Il 19 Maggio 2023 l’Emilia Romagna era nel pieno dell’alluvione e noi dovevamo partire da Ravenna per raggiungere il Festival di Cannes 2023. Ci siamo chiesti per giorni cosa fare perchè molte strade erano chiuse e noi avevamo programmato il viaggio in macchina che, in condizioni normali, si fa in circa sei ore e mezza.

Abbiamo deciso di tentare la sorte e provare in nome della passione per il cinema e per non perdere alcuni giorni di festival tra film, incontri con star e tanto altro. Così siamo partiti in tarda mattinata da Ravenna, cercando di raggiungere l’autostrada. E non è stato facile, come potete vedere dal vlog qui sotto.

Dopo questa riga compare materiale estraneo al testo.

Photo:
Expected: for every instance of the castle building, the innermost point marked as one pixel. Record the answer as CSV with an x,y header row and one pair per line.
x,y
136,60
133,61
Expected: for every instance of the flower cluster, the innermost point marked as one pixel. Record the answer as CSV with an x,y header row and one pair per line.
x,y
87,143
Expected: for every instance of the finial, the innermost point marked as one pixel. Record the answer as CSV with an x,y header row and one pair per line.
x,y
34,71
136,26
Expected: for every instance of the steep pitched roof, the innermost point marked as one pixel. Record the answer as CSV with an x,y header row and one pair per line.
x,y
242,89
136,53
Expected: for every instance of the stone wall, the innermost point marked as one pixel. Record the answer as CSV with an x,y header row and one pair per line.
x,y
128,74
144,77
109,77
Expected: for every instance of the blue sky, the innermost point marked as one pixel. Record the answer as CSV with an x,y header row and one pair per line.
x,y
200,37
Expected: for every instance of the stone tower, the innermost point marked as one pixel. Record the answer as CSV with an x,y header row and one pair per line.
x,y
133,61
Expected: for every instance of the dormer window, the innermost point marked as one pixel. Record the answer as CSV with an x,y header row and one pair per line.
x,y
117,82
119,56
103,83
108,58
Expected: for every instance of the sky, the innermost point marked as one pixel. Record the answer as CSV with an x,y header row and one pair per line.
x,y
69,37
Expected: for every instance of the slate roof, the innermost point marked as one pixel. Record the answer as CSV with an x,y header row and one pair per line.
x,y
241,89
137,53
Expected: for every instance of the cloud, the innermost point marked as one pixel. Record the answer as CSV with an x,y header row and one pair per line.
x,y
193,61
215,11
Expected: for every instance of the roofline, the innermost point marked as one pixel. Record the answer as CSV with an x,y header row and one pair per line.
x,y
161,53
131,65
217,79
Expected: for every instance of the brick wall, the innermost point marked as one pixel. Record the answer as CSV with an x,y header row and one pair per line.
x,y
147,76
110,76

Da un cinema trasformato in centro di acc0glienza a Cannes 2023

Siamo partiti in macchina la mattina del 19 Maggio 2023 per arrivare intorno a mezzanotte sulla Croisette dove poi siamo rimasti alcuni giorni per seguire il celebre Festival dedicato al cinema da ormai 76 anni. Il nostro viaggio è iniziato dal Cinema City di Ravenna, trasformato per l’emergenza alluvione in un centro di accoglienza per le persone evacuate e sfollate dai vari piccoli centri intorno alla città.

Un luogo che di solito regala emozioni ed è un rifugio dalla triste e stressante realtà quotidiana, questa volta è diventato un rifugio pratico e confortevole per coloro che avevano bisogno di un posto asciutto e sicuro dove poter sopravvivere e rimettere insieme i pezzi. Da lì abbiamo proseguito finendo in strade completamente sommerse, facendo marcia indietro più volte e provando altre vie per poter andare avanti.

Un viaggio infinito

Un’avventura ricca di imprevisti, pause forzate, traffico, pioggia ininterrotta…alla fine ce l’abbiamo fatta e sul canale YouTube MADROG CINEMA, come sui nostri profili Instagram e TikTok trovate varie foto e video della nostra esperienza a Cannes 76 tra impressioni sui film, incontri con star di Hollywood e tanto altro.

Se ti piacciono i video che trovi sul canale non dimenticare di iscriverti e attivare la campanella così sarai avvisato ogni volta che aggiungeremo un nuovo contenuto. Questo viaggio alla fine è andato bene, ma al posto delle sei ore e mezza previste normalmente per questo tratto ci abbiamo impiegato circa 12 ore. Però per il cinema questo e altro!